In-Person Protocols and Cancellation Policy

If you would like to take this class in-person please register in advance, as spaces are limited, and follow these protocols:

  • Email us your proof of vaccination at connect@thebymc.com

  • Bring your mask and wear it at all times in the studio

  • Bring your own mat and a towel to layer over props

If you need to cancel and are registered in one of the limited in-person spots, please do so as soon as possible so others can practice in the studio. In this case, please consider donating anyways, as this is a fundraiser. Thank you for your continued support!


About Tara

Yoga, for me, is everything. By which I mean it is pure bliss, it is heartbreaking, it is confusing and hard, it’s essential and rooting, it’s connection to lineage and ancestors in a way that is blurry and felt, it is energizing and exhausting in all the realms - mind, body, spirit. I come to yoga, and to my teaching, as a South Asian person, as a person of diaspora, more specifically as an upper-caste Hindu, Mayalee person, as a mixed person, an Eastern European Jewish person. As able-bodied. As queer, genderfluid. As a survivor. My journey with the practices and teachings of yoga is intimately linked with these identities and experiences. I’m so grateful to my guides & teachers, and especially my ammamma, for always celebrating the importance of this path and my exploration.

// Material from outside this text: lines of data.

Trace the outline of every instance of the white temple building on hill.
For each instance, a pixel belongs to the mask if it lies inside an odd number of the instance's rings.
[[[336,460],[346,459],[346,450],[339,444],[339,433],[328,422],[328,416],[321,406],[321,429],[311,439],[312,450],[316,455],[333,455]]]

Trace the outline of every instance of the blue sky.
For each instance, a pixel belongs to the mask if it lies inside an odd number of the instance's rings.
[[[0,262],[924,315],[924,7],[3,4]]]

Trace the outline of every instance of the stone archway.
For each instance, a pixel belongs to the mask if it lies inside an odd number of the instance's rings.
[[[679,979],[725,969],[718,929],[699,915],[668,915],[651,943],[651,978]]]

I approach the practices of yoga with an acknowledgement of their oppressive layers, both those inherent to yoga and the way it has been codified for centuries, and those created through co-optation in service to racial capitalism, Bhraminical supremacy, genocide, and colonialism. At the same time, I feel and believe in the liberatory power and potential of yoga. In its capacity to move us deeper towards individual and collective healing, into true interdependence with each other and with the earth. In my personal practice and in my teaching, I strive to center this potential in all its complexities, and to create a trauma-sensitive container that facilitates curiosity, rest, stability, ease, play, connection, and release.

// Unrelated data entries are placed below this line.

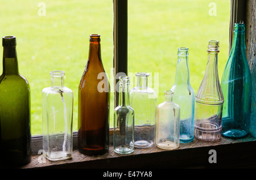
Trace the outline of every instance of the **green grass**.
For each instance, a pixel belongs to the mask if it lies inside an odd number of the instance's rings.
[[[212,1],[128,1],[129,72],[159,73],[158,104],[174,83],[179,47],[189,49],[191,83],[196,93],[206,67],[208,41],[219,40],[221,78],[229,53],[230,1],[214,1],[217,16],[210,16]],[[30,84],[32,135],[42,134],[41,92],[51,85],[49,72],[56,70],[65,72],[65,85],[73,91],[73,130],[77,130],[78,86],[87,62],[90,34],[101,35],[102,61],[109,79],[112,75],[113,1],[43,2],[46,15],[42,16],[38,14],[39,2],[33,0],[4,1],[0,7],[0,36],[16,37],[19,71]]]

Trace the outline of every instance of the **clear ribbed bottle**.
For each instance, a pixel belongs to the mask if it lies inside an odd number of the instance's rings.
[[[73,95],[64,86],[64,71],[50,74],[51,86],[42,92],[43,149],[48,159],[56,161],[72,157]]]
[[[210,40],[204,78],[196,96],[195,137],[214,141],[221,136],[224,97],[218,74],[219,42]]]
[[[194,139],[195,92],[190,84],[188,48],[179,48],[177,55],[175,82],[171,91],[175,95],[174,102],[181,109],[180,143],[186,143]]]
[[[134,116],[134,147],[148,148],[155,144],[155,123],[156,96],[155,91],[147,87],[150,74],[138,72],[137,85],[130,91],[131,106]]]

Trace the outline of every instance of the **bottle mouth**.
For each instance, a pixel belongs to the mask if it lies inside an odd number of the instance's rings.
[[[240,23],[235,23],[234,32],[243,33],[245,32],[245,24],[243,22],[240,22]]]
[[[126,76],[120,76],[118,78],[119,79],[119,85],[121,86],[123,86],[125,85],[129,85],[130,84],[130,77]]]
[[[164,91],[164,95],[167,97],[171,97],[174,95],[174,92],[171,90]]]
[[[177,54],[179,56],[188,56],[188,48],[187,48],[187,47],[179,48]]]
[[[90,37],[92,37],[92,38],[97,38],[100,36],[101,36],[101,35],[100,35],[99,34],[92,34],[90,35]]]
[[[54,77],[62,77],[65,75],[65,72],[63,71],[51,71],[50,75]]]
[[[220,42],[217,40],[210,40],[209,41],[208,49],[207,52],[209,53],[218,53],[220,50],[218,50]]]
[[[136,76],[137,77],[148,77],[150,76],[150,74],[148,72],[138,72],[136,73]]]
[[[6,36],[2,38],[3,46],[16,46],[16,37]]]

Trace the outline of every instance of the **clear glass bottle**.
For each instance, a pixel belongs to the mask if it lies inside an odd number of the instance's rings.
[[[180,143],[186,143],[194,139],[195,92],[190,84],[188,48],[179,48],[177,55],[175,82],[171,91],[175,95],[174,102],[181,109]]]
[[[195,137],[214,141],[221,136],[221,119],[224,101],[218,74],[219,42],[209,41],[208,62],[204,78],[196,96]]]
[[[180,109],[173,100],[174,92],[166,91],[166,99],[156,110],[155,143],[159,148],[174,149],[180,145]]]
[[[130,106],[130,77],[119,77],[118,106],[114,114],[114,151],[128,154],[134,151],[134,111]]]
[[[232,48],[221,80],[225,100],[222,135],[228,138],[242,138],[250,131],[252,83],[245,49],[245,24],[236,23]]]
[[[42,92],[43,149],[48,159],[55,161],[72,157],[73,95],[64,85],[64,71],[50,74],[51,86]]]
[[[101,38],[90,35],[89,57],[79,87],[77,146],[90,156],[109,151],[110,85],[101,59]]]
[[[148,148],[155,144],[155,124],[156,113],[156,96],[147,87],[150,74],[138,72],[137,86],[130,91],[131,106],[134,115],[134,147]]]
[[[16,37],[2,38],[0,76],[0,164],[19,166],[31,161],[30,88],[19,72]]]

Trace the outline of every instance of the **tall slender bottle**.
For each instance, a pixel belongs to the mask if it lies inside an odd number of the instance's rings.
[[[108,152],[110,85],[101,56],[100,35],[90,35],[89,58],[79,88],[78,148],[88,155]]]
[[[236,23],[230,54],[222,75],[222,134],[242,138],[250,131],[252,83],[245,53],[245,24]]]
[[[194,139],[195,92],[190,84],[188,48],[179,48],[177,54],[175,82],[171,91],[175,95],[174,102],[181,109],[180,143],[185,143]]]
[[[204,78],[196,96],[195,137],[205,141],[221,136],[221,119],[224,101],[218,74],[219,42],[210,40]]]
[[[180,145],[180,108],[173,101],[174,92],[164,92],[165,101],[157,108],[155,143],[159,148],[174,149]]]
[[[65,72],[51,73],[51,86],[42,92],[43,149],[52,161],[71,158],[73,145],[73,92],[64,86]]]
[[[2,38],[3,74],[0,76],[0,162],[22,165],[31,161],[30,89],[19,73],[16,37]]]
[[[156,96],[155,91],[147,87],[149,75],[149,73],[137,73],[137,86],[130,91],[131,106],[136,112],[134,147],[137,148],[148,148],[155,144]]]
[[[134,151],[134,110],[130,106],[130,77],[119,77],[118,106],[114,114],[114,151],[128,154]]]

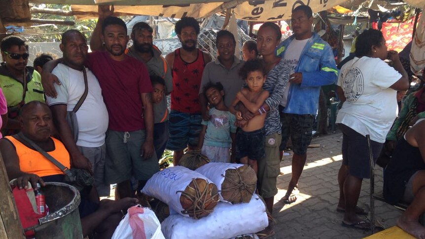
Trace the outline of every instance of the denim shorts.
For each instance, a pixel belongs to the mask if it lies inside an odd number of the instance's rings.
[[[106,131],[105,179],[107,183],[119,183],[130,180],[132,176],[138,180],[147,180],[159,171],[154,151],[149,158],[142,156],[142,146],[145,137],[144,130]]]
[[[202,125],[200,114],[189,114],[172,110],[168,120],[169,138],[166,148],[181,150],[188,145],[196,146]]]
[[[264,158],[265,135],[264,128],[249,132],[238,131],[236,134],[236,158],[248,157],[251,160],[258,160]]]

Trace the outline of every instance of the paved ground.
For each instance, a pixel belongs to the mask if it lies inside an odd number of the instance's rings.
[[[312,143],[319,143],[319,148],[310,148],[307,163],[299,180],[300,194],[298,200],[285,205],[280,200],[286,193],[291,177],[290,155],[284,157],[281,163],[283,172],[278,178],[278,195],[275,197],[273,216],[276,220],[275,239],[358,239],[370,235],[370,232],[343,227],[343,214],[336,210],[339,196],[337,180],[341,167],[342,134],[336,133],[315,137]],[[375,193],[382,194],[382,170],[377,166],[375,170]],[[369,205],[369,180],[363,180],[359,202],[361,205]],[[375,201],[376,217],[388,228],[395,224],[401,215],[398,209],[382,203]]]

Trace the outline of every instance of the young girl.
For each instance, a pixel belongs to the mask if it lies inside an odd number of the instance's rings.
[[[258,60],[246,62],[239,72],[248,88],[244,88],[236,94],[230,106],[230,112],[236,115],[238,120],[243,119],[241,111],[235,109],[240,102],[247,109],[256,115],[238,132],[236,158],[240,159],[242,164],[249,165],[256,173],[257,160],[265,156],[264,120],[266,111],[262,105],[269,97],[269,92],[263,89],[266,72],[262,63]]]
[[[210,162],[233,163],[236,127],[236,118],[229,112],[224,104],[224,91],[220,83],[210,83],[204,87],[204,94],[208,100],[211,118],[202,121],[202,130],[199,135],[198,146],[201,153],[207,156]],[[232,149],[232,160],[230,148]]]

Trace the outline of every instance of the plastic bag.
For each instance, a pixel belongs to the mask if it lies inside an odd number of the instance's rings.
[[[155,213],[140,205],[132,206],[121,220],[111,239],[165,239]]]

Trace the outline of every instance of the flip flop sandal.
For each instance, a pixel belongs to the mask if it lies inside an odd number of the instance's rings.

I come to my leadership role at the Center with a range of experience in community-building and engagement, racial justice organizing, social services management, health and wellness, education, facilitation, program and project management, systems analysis, and changework. I first arrived at the Bhakti Yoga Movement Center (then named the Bhaktishop) after a conversation with my mother, in which we confessed to each other our desire to practice yoga in Portland, and committed to each other that we would not let the yoga industry’s Whiteness, cultural appropriation, size-bias, classism, and perpetuation or willful ignorance of Hindu nationalism keep us from accessing practices created by our people, South Asian people. We promised each other that we would attend classes together, so that we’d never be the only brown person, let alone South Asian person, in the room.

The task of finding a yoga studio in Portland whose teachers, fellow students, and general environment would support, rather than negatively impact, our wellness was daunting. I was drawn to the BYMC first by its explicit and tangible commitment to redistribute and raise funds for radical organizations. And then, by thoughtful teachers who encouraged us to arrive to practice as we were, to allow rather than bypass our rage and grief, to get curious and play - prioritizing our own experience over the image or idea of a pose, to cry and laugh, to bring the messiness and devastation and joy of our world onto our mats and into our collective practice. My journey with the space and community of the BYMC has not always been easy or without conflict and I know and believe that we still have so much work to do. I’m here because I believe that work is possible, and I’m committed to doing it with you, our dear community.

After many years of consistent yoga asana practice, I completed my teacher training with the Center in 2020. I am incredibly grateful to the teachers of that yoga school - Lisa Mae, Zeyah, Monicka, Danielle H, Danielle J, Monica, Britt, and Theresia - to fellow student-teachers in my cohort, to my healer and friend, Kirin Bhatti, and to many other living, ancestor, human and nonhuman guides who facilitate my learning and connection to these practices.